Seven signs of a productive meeting.

Meetings will make or break your project. Don’t hesitate to shake up or decommission teams that aren’t working out. Here are seven ideals to shoot for.

1. The only people in the room are stakeholders and gatekeepers. They care about the outcome.

2. Everyone knows why they’re in the room. They also know what’s being decided, solved, or accomplished.

3. Preparations happen beforehand. “I don’t know — I’ll need to look it up,” should never be said in a meeting. That’s a pre-meeting commitment. If someone doesn’t prepare, it means they don’t care, which means they don’t belong in the room.

4. Establish mutual respect. Each member’s interests or expertise should be understood by the others.
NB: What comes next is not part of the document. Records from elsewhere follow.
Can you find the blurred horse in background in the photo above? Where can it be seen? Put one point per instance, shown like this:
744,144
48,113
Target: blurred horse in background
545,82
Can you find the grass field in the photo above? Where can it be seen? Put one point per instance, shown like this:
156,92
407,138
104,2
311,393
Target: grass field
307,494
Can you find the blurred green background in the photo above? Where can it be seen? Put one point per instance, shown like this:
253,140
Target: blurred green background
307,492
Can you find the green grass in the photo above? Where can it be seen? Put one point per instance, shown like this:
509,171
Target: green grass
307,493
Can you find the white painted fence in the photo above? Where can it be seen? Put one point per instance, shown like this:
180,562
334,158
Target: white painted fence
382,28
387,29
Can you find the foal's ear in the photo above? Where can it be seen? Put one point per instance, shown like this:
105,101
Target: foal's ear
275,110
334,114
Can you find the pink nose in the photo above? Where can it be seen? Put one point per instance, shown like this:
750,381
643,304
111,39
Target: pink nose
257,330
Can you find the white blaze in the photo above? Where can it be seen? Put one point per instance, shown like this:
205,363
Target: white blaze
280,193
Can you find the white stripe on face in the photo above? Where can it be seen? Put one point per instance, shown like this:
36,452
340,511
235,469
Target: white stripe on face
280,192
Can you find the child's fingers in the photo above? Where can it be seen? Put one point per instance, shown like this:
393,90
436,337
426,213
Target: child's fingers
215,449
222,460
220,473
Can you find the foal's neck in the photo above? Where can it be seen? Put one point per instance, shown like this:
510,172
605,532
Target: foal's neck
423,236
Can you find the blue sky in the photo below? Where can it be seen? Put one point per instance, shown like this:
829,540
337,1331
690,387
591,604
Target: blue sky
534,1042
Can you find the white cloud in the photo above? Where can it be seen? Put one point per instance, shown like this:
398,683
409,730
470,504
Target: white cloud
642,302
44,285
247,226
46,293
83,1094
Politics, conflict, sensitivity, assumptions — resolve them beforehand. When four people tiptoe around a fifth, nothing gets done.

5. Focus on the customer. Begin by knowing the customer, and keep returning to the customer’s interests. Never assume customer behavior that serves the product. That’s backwards (and unlikely).

6. Squelch dieseling. Encourage participants to ask questions or make statements without extended explanations. Crisp comments yield clarity which fuels progress. Run-on remarks suffocate engagement as others grow weary of waiting.

7. Critical assessment is crucial to progress. If it didn’t work the first time, discover why not. If the solution is vague, clarify what’s fuzzy. Ask questions. Push into the uncomfortable. This may take time, but it yields spectacular fruit.